A patient who requires a power wheelchair usually is totally non-ambulatory and has severe weakness of the upper extremities due to a neurological or muscular disease/condition. If the documentation does not support the medical necessity of a power wheelchair but does support the medical necessity of a manual wheelchair, payment is based on the allowance for the least costly medically appropriate alternative. However, if the power wheelchair has been purchased, and the manual wheelchair on which payment is based is in the capped rental category, the power wheelchair will be denied as not medically necessary. Options that are beneficial primarily in allowing the patient to perform leisure or recreational activities are non-covered.
Power Scooter Coverage
Q What is Medicare's coverage of power operated vehicles (POVs) or scooters?
A A power operated vehicle (POV) is covered when all of the following criteria are met:
  • The patient's condition is such that a wheelchair is required for the patient to get around in the home.
  • The patient is unable to operate a manual wheelchair.
  • The patient is capable of safely operating the controls for the POV.
  • The patient can transfer safely in and out of the POV and has adequate trunk stability to be able to safely ride in the POV.
Most POVs are ordered for patients who are capable of ambulation within the home but require a power vehicle for movement outside the home. POVs will be denied as not medically necessary in these circumstances. A POV that is beneficial primarily in allowing the patient to perform leisure or recreational activities will be denied as not medically necessary. If a mobility scooter is covered, a wheelchair provided at the same time or subsequently will usually be denied as not medically necessary.
Lift Chair Coverage
Q Will Medicare pay for a lift chair?
A For Medicare coverage of these products, visit a local supplier. Only the seat lift mechanism on a lift chair could be considered medically necessary if all of the following coverage criteria are met:
  • The patient must have severe arthritis of the hip or knee or have a severe neuromuscular disease.
  • The seat lift mechanism must be a part of the physician's course of treatment and be prescribed to effect improvement, or arrest or retard deterioration in the patient's condition.
  • The patient must be completely incapable of standing up from a regular armchair or any chair in their home. (The fact that a patient has difficulty or is even incapable of getting up from a chair, particularly a low chair, is not sufficient justification for a seat lift mechanism.

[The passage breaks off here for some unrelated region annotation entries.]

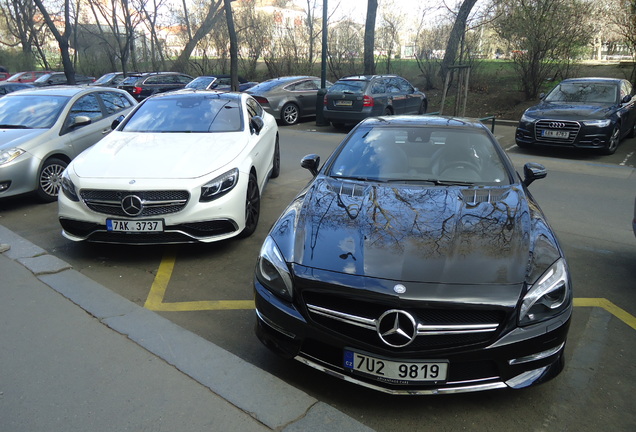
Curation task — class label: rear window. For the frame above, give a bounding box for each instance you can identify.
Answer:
[329,80,369,93]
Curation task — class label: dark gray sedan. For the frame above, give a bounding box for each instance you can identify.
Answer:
[246,76,332,125]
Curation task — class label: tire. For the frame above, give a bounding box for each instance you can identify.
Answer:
[280,102,300,126]
[601,125,621,155]
[35,158,68,203]
[239,173,261,238]
[269,135,280,178]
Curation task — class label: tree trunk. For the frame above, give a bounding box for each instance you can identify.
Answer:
[440,0,477,80]
[364,0,378,75]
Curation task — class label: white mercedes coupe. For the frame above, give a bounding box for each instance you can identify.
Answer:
[58,90,280,244]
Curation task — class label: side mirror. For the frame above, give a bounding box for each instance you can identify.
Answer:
[71,116,91,128]
[110,115,124,130]
[300,154,320,177]
[250,116,265,135]
[523,162,548,186]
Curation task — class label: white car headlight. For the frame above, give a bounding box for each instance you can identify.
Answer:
[519,258,572,326]
[256,236,293,301]
[199,168,239,202]
[61,169,79,202]
[583,119,612,127]
[0,147,26,165]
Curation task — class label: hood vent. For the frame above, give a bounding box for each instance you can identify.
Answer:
[462,189,504,205]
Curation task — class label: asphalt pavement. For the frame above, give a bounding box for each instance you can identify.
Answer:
[0,225,371,432]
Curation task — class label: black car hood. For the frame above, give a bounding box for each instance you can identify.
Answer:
[525,102,613,120]
[271,176,540,285]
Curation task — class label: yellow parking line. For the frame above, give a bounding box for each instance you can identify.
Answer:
[574,298,636,330]
[144,253,636,324]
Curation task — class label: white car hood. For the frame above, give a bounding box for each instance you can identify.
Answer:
[73,131,245,179]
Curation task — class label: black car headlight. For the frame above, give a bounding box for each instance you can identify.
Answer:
[519,258,572,326]
[62,169,79,202]
[199,168,238,202]
[583,119,612,127]
[256,236,293,301]
[521,113,534,123]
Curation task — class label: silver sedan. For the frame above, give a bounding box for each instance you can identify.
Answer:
[0,86,137,202]
[246,76,332,125]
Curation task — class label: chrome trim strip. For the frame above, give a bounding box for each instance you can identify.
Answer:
[508,342,565,366]
[307,304,377,331]
[294,355,508,395]
[307,304,499,336]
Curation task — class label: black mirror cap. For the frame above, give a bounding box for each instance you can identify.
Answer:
[250,116,265,135]
[110,115,124,130]
[300,154,320,177]
[523,162,548,186]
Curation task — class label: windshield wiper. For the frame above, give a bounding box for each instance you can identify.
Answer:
[0,125,29,129]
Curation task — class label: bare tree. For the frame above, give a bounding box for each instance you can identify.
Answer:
[364,0,378,75]
[172,0,224,71]
[35,0,76,84]
[495,0,592,99]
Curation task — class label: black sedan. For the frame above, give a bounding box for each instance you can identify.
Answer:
[254,116,572,394]
[516,78,636,154]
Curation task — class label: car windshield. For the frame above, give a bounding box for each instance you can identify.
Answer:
[122,93,243,133]
[327,125,512,185]
[186,77,216,90]
[545,82,617,103]
[95,73,116,84]
[0,95,70,129]
[329,80,368,93]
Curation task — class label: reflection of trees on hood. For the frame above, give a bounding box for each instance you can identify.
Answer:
[303,180,527,258]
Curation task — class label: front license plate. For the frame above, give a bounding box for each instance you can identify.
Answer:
[106,219,163,232]
[335,100,353,106]
[344,350,448,384]
[543,129,570,139]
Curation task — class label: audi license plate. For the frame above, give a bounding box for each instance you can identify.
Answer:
[543,129,570,139]
[344,349,448,384]
[106,219,163,232]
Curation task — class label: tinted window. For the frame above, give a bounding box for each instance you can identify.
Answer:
[287,80,318,91]
[371,80,386,94]
[122,94,243,132]
[545,82,617,103]
[64,94,103,126]
[329,80,367,93]
[0,95,69,129]
[328,126,510,185]
[99,92,132,114]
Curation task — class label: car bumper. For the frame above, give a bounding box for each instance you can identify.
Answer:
[322,107,382,124]
[58,175,248,244]
[515,120,614,149]
[254,279,571,395]
[0,153,42,198]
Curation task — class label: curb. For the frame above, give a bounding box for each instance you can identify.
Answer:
[0,225,372,432]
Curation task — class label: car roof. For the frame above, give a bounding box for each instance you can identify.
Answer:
[561,77,623,83]
[360,115,488,130]
[5,85,127,97]
[148,88,245,100]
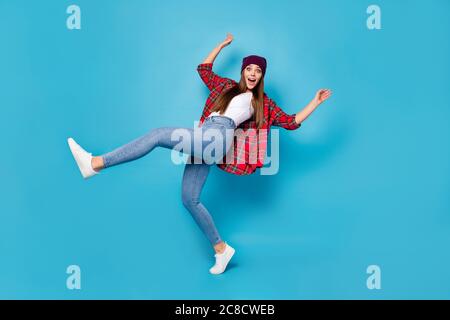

Almost all patients who are capable of ambulating can get out of an ordinary chair if the seat height is appropriate and the chair has arms.)
  • Once standing, the patient must have the ability to ambulate (walk).
Coverage of seat lift mechanisms is limited to those types which operate smoothly, can be controlled by the patient, and effectively assist a patient in standing up and sitting down without other assistance. Coverage is limited to the seat lift mechanism, even if it is incorporated into a chair. Medicare reimbursement is approximately $275.00.
Q Does Medicare cover wheelchair lifts and ramps?
A Medicare does not reimburse nor authorize the purchase of mobility lifts or ramps for a wheelchair or scooter at this time. Such items are typically not considered a medical necessity because they can also be used by persons without a medical condition.
Medicare Co-payments
Q Do I have to pay the 20% co-payment to Medicare?
A After you have met your deductible, you're still responsible for paying directly, or through supplemental insurance, at least 20 percent of the Medicare approved amount. This co-payment may not be dropped by the supplier except in hardship situations and only on a case-by-case basis. A supplier who routinely drops the co-payment may be violating federal law.